VoIP in banks
Bank CIOs convinced that “huge savings” and “improved operational efficiencies” were terms that wouldn’t be found in the same sentence have learned to rethink their IT strategy, thanks to the advent of voice-over Internet protocol. Banks are finding that VoIP, which is being rapidly adopted by mid-sized and small banks, is akin to replacing their tin-can telephones with powerful new models that promise to dramatically change the way they do business in the next decade. Think Jetsons, not Flintstones.
Instead of circuit-switched networks, sound waves of voice calls can be digitized and divided into data packets before being routed over a data network. The upside is profound: huge telecommunications savings, increased bandwidth for movement of larger pieces of data, more flexibility for mobile workforces, more security for disaster-recovery and business-continuity backup systems, more CRM capabilities and more options for in-house training with video and other applications.

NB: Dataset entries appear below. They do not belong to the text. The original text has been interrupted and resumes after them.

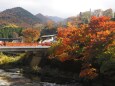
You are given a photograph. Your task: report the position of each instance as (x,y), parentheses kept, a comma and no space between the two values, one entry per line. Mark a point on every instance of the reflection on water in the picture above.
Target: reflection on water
(13,77)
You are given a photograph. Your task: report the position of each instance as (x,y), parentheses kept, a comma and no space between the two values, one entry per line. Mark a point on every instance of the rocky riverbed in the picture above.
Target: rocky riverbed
(13,77)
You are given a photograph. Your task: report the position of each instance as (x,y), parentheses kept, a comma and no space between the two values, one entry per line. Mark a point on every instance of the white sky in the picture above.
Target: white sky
(61,8)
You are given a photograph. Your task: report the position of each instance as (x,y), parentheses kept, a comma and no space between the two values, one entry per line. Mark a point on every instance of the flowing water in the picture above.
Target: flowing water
(13,77)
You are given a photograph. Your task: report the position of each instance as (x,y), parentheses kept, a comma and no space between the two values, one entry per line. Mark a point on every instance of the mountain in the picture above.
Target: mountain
(18,16)
(47,18)
(55,18)
(43,18)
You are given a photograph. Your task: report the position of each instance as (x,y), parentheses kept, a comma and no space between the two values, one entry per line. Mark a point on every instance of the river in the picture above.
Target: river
(13,77)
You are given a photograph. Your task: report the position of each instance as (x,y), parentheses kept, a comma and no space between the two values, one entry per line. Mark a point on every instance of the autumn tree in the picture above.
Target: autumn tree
(31,35)
(86,43)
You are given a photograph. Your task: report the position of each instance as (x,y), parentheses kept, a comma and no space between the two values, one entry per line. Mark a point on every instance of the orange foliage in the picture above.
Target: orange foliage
(85,42)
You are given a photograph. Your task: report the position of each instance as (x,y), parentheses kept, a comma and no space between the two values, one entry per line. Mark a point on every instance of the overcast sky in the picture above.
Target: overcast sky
(61,8)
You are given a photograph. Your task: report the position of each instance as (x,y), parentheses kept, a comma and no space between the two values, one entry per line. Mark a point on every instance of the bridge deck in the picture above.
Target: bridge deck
(23,48)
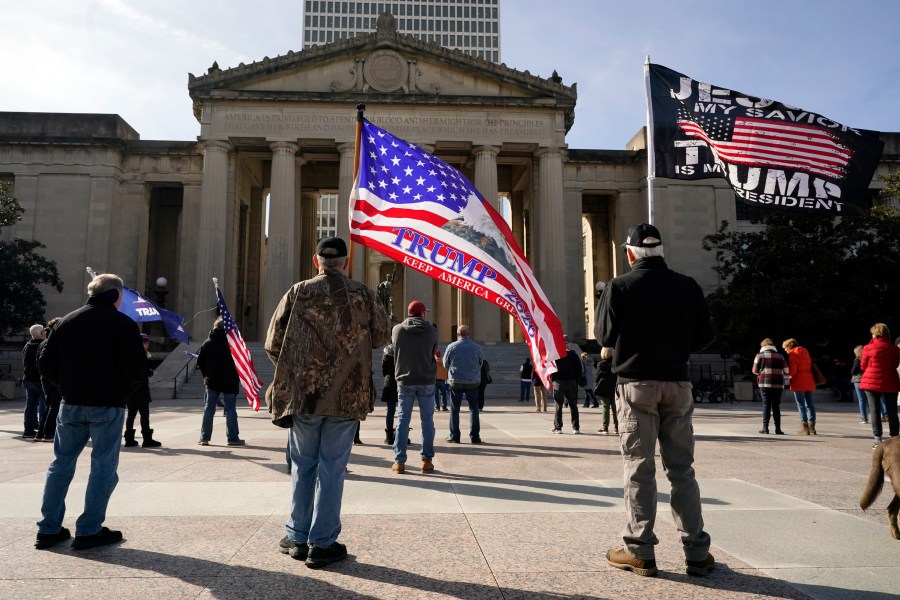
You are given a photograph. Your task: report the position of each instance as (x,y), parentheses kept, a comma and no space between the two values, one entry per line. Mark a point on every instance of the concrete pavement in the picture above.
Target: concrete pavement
(529,514)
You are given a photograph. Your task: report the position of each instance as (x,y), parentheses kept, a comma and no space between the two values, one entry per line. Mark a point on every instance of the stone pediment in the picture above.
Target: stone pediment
(383,66)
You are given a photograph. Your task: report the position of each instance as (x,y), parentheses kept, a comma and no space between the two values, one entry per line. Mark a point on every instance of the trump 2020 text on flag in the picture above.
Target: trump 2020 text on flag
(772,154)
(240,354)
(416,209)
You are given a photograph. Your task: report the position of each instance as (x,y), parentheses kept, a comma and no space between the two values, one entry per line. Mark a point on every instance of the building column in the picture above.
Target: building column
(551,249)
(485,315)
(211,230)
(345,184)
(280,258)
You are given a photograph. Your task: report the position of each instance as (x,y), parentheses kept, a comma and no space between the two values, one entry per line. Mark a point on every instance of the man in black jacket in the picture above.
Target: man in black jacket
(654,318)
(94,356)
(221,380)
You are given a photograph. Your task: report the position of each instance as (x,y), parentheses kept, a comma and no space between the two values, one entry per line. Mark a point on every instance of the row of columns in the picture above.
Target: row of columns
(287,244)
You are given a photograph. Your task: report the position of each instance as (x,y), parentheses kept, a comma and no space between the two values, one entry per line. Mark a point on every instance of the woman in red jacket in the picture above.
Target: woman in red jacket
(879,364)
(802,384)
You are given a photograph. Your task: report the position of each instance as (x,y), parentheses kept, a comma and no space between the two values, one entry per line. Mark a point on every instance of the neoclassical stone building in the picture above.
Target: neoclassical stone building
(283,129)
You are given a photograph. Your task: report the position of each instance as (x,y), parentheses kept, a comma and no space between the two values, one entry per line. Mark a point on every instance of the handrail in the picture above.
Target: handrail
(187,374)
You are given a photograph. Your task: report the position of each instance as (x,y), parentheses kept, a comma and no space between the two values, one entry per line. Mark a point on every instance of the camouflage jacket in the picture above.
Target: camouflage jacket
(321,339)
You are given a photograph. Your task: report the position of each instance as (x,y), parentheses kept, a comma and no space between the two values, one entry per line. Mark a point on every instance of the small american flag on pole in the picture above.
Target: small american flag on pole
(239,353)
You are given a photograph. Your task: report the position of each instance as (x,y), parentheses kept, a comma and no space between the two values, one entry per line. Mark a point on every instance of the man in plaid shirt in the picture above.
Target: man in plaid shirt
(771,370)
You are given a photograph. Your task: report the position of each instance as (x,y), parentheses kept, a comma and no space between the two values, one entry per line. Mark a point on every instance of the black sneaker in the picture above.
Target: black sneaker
(102,538)
(700,567)
(320,557)
(48,540)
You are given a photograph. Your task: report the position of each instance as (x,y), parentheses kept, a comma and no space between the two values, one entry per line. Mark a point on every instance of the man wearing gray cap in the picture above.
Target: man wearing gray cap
(321,339)
(654,318)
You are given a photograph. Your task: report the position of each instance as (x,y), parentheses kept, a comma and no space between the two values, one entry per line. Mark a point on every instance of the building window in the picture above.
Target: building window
(326,216)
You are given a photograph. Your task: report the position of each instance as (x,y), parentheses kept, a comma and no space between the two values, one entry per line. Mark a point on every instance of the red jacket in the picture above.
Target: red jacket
(879,364)
(801,370)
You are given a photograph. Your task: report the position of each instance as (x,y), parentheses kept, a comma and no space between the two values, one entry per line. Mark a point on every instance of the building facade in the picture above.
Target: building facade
(470,26)
(284,129)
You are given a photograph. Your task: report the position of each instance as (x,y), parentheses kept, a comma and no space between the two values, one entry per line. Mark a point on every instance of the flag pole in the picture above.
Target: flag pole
(360,109)
(651,156)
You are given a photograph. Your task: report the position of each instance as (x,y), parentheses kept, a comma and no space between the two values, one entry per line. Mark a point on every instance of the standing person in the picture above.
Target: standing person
(94,356)
(803,384)
(772,375)
(879,362)
(606,389)
(485,380)
(654,318)
(415,342)
(320,340)
(464,360)
(526,372)
(855,378)
(47,425)
(587,364)
(540,392)
(389,392)
(35,407)
(442,389)
(139,402)
(565,390)
(221,381)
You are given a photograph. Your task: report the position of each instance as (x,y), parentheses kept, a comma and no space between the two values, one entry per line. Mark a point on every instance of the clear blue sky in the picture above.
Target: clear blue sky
(840,58)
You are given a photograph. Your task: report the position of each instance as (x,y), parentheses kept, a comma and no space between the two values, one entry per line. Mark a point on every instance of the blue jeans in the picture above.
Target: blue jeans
(456,399)
(524,391)
(211,398)
(442,391)
(320,448)
(76,425)
(406,395)
(805,406)
(34,407)
(863,402)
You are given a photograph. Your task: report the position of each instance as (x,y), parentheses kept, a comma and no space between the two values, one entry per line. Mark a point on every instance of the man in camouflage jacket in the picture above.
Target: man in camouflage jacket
(321,339)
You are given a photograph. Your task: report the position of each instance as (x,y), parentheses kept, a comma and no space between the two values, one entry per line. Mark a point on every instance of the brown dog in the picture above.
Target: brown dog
(885,459)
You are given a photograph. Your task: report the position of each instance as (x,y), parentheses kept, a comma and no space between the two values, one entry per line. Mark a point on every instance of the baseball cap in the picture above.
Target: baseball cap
(416,308)
(643,236)
(331,247)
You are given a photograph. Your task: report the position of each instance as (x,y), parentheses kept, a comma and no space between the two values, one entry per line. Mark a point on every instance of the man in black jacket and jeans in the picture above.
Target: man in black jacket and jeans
(94,356)
(221,380)
(654,318)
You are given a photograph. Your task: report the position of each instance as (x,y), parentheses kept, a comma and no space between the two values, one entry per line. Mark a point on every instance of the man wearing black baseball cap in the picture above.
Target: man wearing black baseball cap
(321,339)
(654,318)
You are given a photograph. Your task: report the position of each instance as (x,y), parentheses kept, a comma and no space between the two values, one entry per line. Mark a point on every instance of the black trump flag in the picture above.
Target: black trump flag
(774,155)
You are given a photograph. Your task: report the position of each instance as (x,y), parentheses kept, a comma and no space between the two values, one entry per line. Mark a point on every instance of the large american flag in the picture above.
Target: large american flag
(422,212)
(753,141)
(774,155)
(240,354)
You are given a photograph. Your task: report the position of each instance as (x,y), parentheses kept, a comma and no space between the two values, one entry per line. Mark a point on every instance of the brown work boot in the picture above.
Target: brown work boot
(621,559)
(700,567)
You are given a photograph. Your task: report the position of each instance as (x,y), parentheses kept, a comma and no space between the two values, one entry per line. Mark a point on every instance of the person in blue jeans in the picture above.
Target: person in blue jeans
(415,369)
(463,359)
(94,356)
(35,405)
(221,380)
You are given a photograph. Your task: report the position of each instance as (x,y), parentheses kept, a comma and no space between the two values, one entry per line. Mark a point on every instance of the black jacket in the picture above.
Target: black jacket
(94,355)
(654,318)
(216,364)
(29,360)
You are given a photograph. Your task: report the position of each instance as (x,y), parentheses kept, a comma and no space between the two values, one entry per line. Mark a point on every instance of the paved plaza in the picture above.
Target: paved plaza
(529,514)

Susan Cournoyer, a principal analyst at Gartner Inc., predicts VoIP will be “inevitable by 2008 in 70 percent of businesses.” The largest adopters have been education, with about 35 percent of the total market, and health care, with about 16 percent. Financial services represents less than 16 percent, says Ronald Gruia, program leader for enterprise communications solutions for Frost & Sullivan in Toronto. Sellers of VoIP gear include Cisco Systems, Avaya and Mitel Networks.